Wheels will always be a controversial subject when it comes to "toys" in a hamster cage but a young hamster does enjoy a wheel. The spoked type can lead to problems with legs slipping and breaking and the plastic spoked wheels do tend to be chewed and then drop of the spindle. The solid plastic type is safer, the larger and wider the better this is the type we choose to use for our hamsters. Whels can be a problem for long haired hamsters, as the hair can catch around the spindle and be pulled out. Keep an eye on your hamster and it's wheel, if there is any evidence of loss of fur or the hamsters back is really bent when running  tie the wheel to prevent it moving or remove it from the cage.

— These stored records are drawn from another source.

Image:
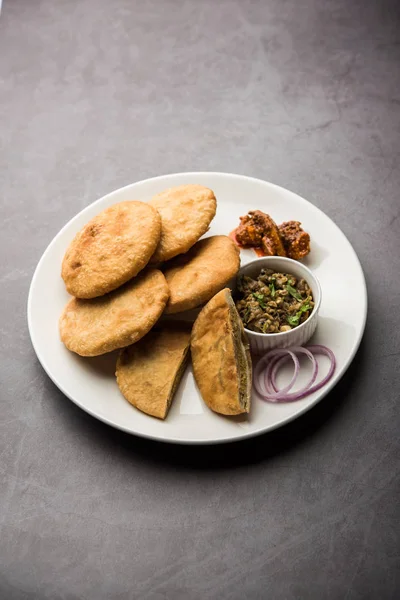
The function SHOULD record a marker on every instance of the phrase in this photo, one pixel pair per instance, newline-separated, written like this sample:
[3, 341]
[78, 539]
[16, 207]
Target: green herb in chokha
[273, 302]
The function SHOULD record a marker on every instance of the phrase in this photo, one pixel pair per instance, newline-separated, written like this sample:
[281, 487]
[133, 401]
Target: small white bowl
[262, 342]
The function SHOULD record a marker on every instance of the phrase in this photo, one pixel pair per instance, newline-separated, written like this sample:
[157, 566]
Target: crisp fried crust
[148, 372]
[221, 357]
[195, 277]
[111, 249]
[186, 213]
[122, 317]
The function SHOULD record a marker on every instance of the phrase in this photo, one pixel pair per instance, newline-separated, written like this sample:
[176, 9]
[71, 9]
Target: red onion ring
[267, 368]
[273, 371]
[259, 382]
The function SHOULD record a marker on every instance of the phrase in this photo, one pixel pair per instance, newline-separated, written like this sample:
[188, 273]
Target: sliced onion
[267, 368]
[279, 353]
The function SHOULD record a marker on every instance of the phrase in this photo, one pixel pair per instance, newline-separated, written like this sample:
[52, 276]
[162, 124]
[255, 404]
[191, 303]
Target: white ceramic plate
[90, 383]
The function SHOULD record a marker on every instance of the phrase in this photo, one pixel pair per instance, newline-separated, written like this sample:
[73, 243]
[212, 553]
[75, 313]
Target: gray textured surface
[96, 94]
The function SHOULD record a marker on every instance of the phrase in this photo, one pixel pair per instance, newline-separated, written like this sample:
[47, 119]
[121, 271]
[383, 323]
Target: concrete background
[97, 94]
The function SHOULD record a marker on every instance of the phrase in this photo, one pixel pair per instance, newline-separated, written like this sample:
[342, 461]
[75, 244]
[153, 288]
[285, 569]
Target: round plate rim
[197, 441]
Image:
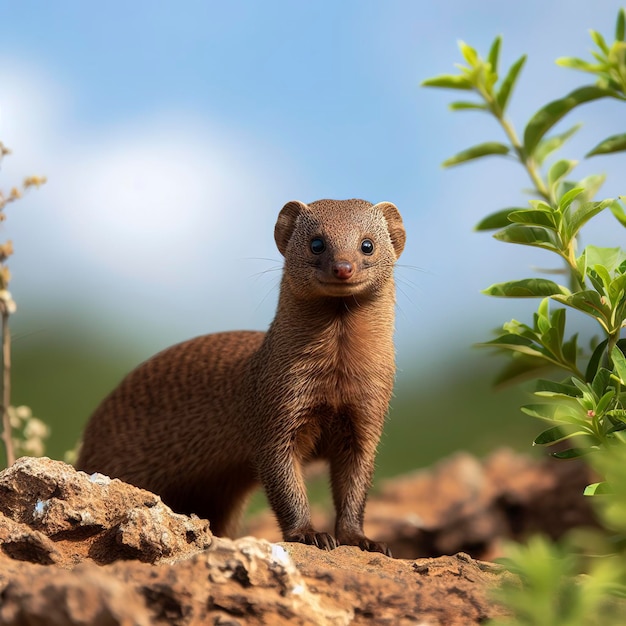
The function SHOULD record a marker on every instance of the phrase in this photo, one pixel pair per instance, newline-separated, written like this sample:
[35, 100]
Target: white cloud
[159, 213]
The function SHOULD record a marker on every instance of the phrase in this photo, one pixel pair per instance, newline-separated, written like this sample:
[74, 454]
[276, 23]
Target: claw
[323, 541]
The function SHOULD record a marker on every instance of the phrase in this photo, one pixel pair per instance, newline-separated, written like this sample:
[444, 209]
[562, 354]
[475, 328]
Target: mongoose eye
[317, 245]
[367, 247]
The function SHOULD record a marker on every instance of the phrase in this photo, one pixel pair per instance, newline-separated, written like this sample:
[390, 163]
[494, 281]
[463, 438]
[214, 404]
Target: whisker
[266, 296]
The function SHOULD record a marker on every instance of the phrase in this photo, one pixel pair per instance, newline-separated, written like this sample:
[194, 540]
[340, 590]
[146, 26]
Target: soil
[79, 549]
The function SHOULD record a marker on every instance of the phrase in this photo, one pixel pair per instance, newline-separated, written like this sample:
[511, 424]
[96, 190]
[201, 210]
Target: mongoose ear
[286, 222]
[394, 224]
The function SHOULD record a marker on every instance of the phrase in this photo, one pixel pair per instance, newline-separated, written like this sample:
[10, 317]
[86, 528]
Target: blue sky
[172, 134]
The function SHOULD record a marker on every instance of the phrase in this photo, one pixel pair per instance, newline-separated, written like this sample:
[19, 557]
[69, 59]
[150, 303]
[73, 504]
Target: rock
[77, 550]
[91, 517]
[463, 504]
[34, 595]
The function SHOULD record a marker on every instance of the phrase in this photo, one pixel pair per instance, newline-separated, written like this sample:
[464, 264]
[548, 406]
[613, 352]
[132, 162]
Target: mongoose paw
[366, 544]
[323, 541]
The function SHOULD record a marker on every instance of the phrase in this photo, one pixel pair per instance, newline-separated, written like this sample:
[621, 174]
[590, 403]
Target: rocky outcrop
[57, 515]
[464, 504]
[78, 549]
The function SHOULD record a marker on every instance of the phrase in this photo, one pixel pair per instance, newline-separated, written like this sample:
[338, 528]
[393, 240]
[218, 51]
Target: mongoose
[204, 422]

Many toys can be purchased for you hamster including seesaws, tunnels, climbing blocks and ladders, but a lot you can make yourself. Carboard rolls can be hung on wires in the cage or a plastic squash bottle with the top and bottom cut off can be hung up. A wooden shelf can be put in most cages and hamsters love to climb on these to groom themselves.

Playballs can be used for excercise or to place your hamster in while you are cleaning the cage, but do not leave them for more than a few munites at a time. Cages should be cleaned once a week to ensure that your hamster is healthy and happy. In the end, whatever cage you decide on and whatever type of toys you choose please remember to handle your hamster and above all enjoy you pet.